On Sept. 23, the Mayor’s Budget Review Committee voted to allow the Office of Economic Development to file a bill amending a development agreement between the city and the Spain-based company on plans to build a $370 million manufacturing facility at the commerce center in West Jacksonville.

Cosentino Group is considering a two-phase, $370 million manufacturing facility at the Cecil Commerce Center megasite in West Jacksonville.

The amendment would allow the city and JEA to jointly bid a road and utility access project for the Cosentino facility.
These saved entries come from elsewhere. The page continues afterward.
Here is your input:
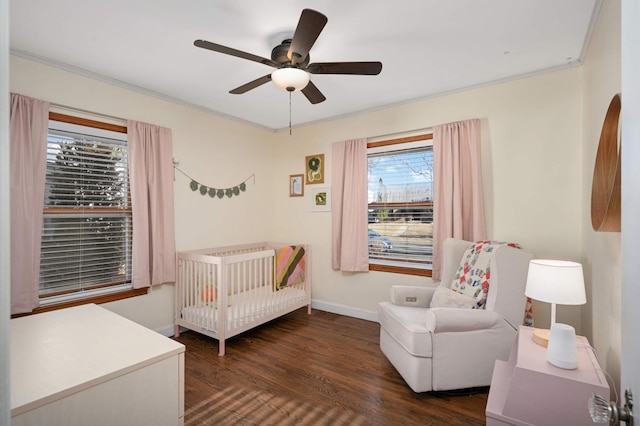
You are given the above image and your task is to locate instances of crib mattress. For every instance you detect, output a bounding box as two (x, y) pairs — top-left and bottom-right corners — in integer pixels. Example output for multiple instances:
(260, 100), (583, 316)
(180, 285), (307, 331)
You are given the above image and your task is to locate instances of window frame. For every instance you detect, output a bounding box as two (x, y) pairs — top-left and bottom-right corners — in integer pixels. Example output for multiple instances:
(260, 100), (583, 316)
(24, 112), (147, 316)
(367, 133), (433, 277)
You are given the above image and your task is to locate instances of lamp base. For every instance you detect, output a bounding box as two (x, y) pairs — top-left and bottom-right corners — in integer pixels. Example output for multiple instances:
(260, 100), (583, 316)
(532, 328), (550, 347)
With the project going out for a new round of bidding, the amendment would extend Cosentino’s closing date by 60 days to Dec. 31, 2024.

Ed Randolph

Ed Randolph, executive director of the Office of Economic Development, told MBRC members that the city and JEA had agreed to fund the improvements, with the city putting up $2.5 million and JEA $6 million. After bidding the projects separately, he said, the bids came in higher than expected. That prompted the move to bundling the project and bidding it as a whole. 

Randolph said the joint bid would save the city money on the project and would further benefit the city by providing road and utility access not only to Cosentino but other development sites within the Cecil Commerce Center. That access would help the city market the center to other prospective occupants, he said.

“We get knocked out of the race all the time because we just don’t have those utilities in place,” he said. “So this will not only accommodate this project, which we’ve been working on for almost three years now, but other future projects.” 

With the MBRC vote, the legislation could go to the Council as early as Oct. 8. 

Cosentino is an international company that makes countertops, flooring, facade materials and other surfaces for architecture and building design. 

A Google Earth image of the Cosentino Group Industrial Park in Almeria, Spain. The group's headquarters and its Silestone, Dekton and Sensa products are all produced there.

The company’s original agreement with the city, approved by the Jacksonville City Council in 2023, was for a land sale and incentives package for Cosentino that included a sale price of $20.5 million for 330 acres, a $12 million property tax incentive and $5.5 million in debt spending to pay for a $3 million Logistics Land Road extension at Cecil and pay $2.5 million for JEA to make sewer and water infrastructure improvements at the site. 

Council has approved three amendments to the city’s agreement with Cosentino. The most recent came in June 2024, when the closing date was extended to July and other portions of the timeline were extended due to construction delays brought on by weather and site conditions.

A separate ordinance appropriated $5.5 million awarded by the state in November 2023 from the Florida Job Growth Grant Fund to put toward a CSX Corp. rail line extension at the business park.

Cosentino initially planned to break ground on the $270 million first phase of its Jacksonville production plant in January 2025. That phase includes a 408,000-square-foot production facility and 734,000 square feet of adjacent support areas.

Cosentino said it would hire 180 employees for the site, which could grow to $440 million if future phases are added as planned.